How can this be possible without required PE classes and no free wellness center on campus?

Here are five tips to stay healthy after the graduation cap flies in the air.

1. Plan to party: Find the balance between going out on the weekends and taking care of your body. There is a clear line when it can become unhealthy. This may include making the tough choice of calling it a night at 11 p.m. instead of 1 a.m., skipping the after-dinner pizza sesh, drinking more water to stay hydrated, and being smart about who you socialize with.

The National Society of High School Scholars says the impact of staying out late in itself can have negative repercussions on sleep, immunity, mental clarity and overall energy. The combination of other party-going behaviors can be even more physically and emotionally consuming. While you don’t have to completely forgo attending parties and social gatherings, it’s important to listen to your body.
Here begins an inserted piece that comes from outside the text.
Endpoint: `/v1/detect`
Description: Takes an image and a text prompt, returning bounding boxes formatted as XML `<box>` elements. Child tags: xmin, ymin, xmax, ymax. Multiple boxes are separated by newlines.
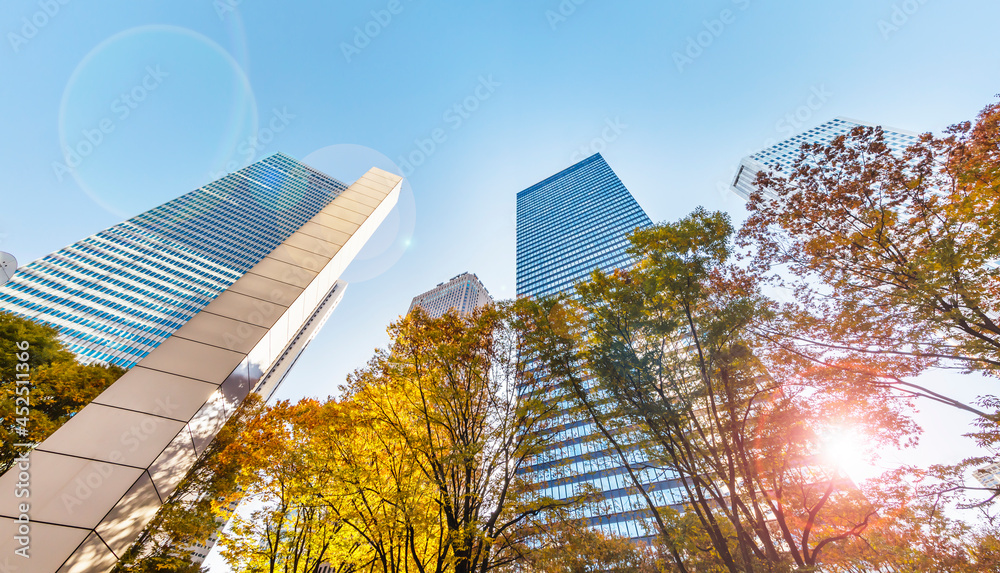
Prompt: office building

2. Water, water and more water: Carry a water bottle with you everywhere you go (filled with water, of course). Bringing a reusable water bottle will prompt you to drink more often. Hydration is equally as important as what you eat. Water literally acts a transportation system and brings nutrients and vitamins to your entire body. It is responsible for providing you with energy to study for your upcoming test or prepare for your presentation at your new job. It’s also essential for your mental and physical health, especially your muscles, skin and joints. Your body can not perform at its best without enough water. You may feel hungry, fatigued, dizzy, experience muscle cramps, or dry skin. Staying hydrated is important after exercise and sets your body for up for a good night’s sleep.

3. Make fitness F-U-N: Join any club that interests you. Most schools offer intramural, club and recreational sports teams in addition to their varsity teams. Don’t worry if you’ve never played before, most club sports will teach you how to play. University of Maryland’s Boxing Club allows anyone to join. You simply show up wearing comfortable clothing and all equipment – gloves, mitts, bags, etc. – are provided in the gym where practice is held. They split up experienced club members so that they can properly accommodate anyone who is new to the sport. Just got a new full-time job? Check with your human resources representative about fitness reimbursements if you don’t have an onsite facility.

4. Practice the 50/50 rule: Spend 50% of your time focusing on the present. What can I do now to stay healthy and active? Spend the other 50% of your time thinking about the future. Kiang Liu, a professor and the associate chair for research in preventive medicine at Northwestern University Feinberg School of Medicine said, “The problem is few adults can maintain ideal cardiovascular health factors as they age. Many middle-aged adults develop unhealthy diets, gain weight and aren’t as physically active. Such lifestyles, of course, lead to high blood pressure and cholesterol, diabetes and elevated cardiovascular risk.” Think about the potential ramifications of what you are doing now to your body later.

5. Move your joints: One of the biggest mistakes people make in their 20s and 30s is skipping stretching. We sit for hours on end at a desk, and then expect our bodies to handle a night of dancing, a pick-up game of football or a quick 5K. The No. 1 regret I hear from the majority of my clients is that they wish they didn’t neglect mobility for so long.

Realistically, the freshman 15 is more like the freshman 5 to 8. Unlimited dining plan, access to energy drinks and no mom telling you to eat your vegetables. The bad habits that can cause weight gain during freshman year don’t stop when you arrive safely back at home. Have an awareness of what habits you are creating and establish habits you need to stay healthy years from now. Your future self will thank you.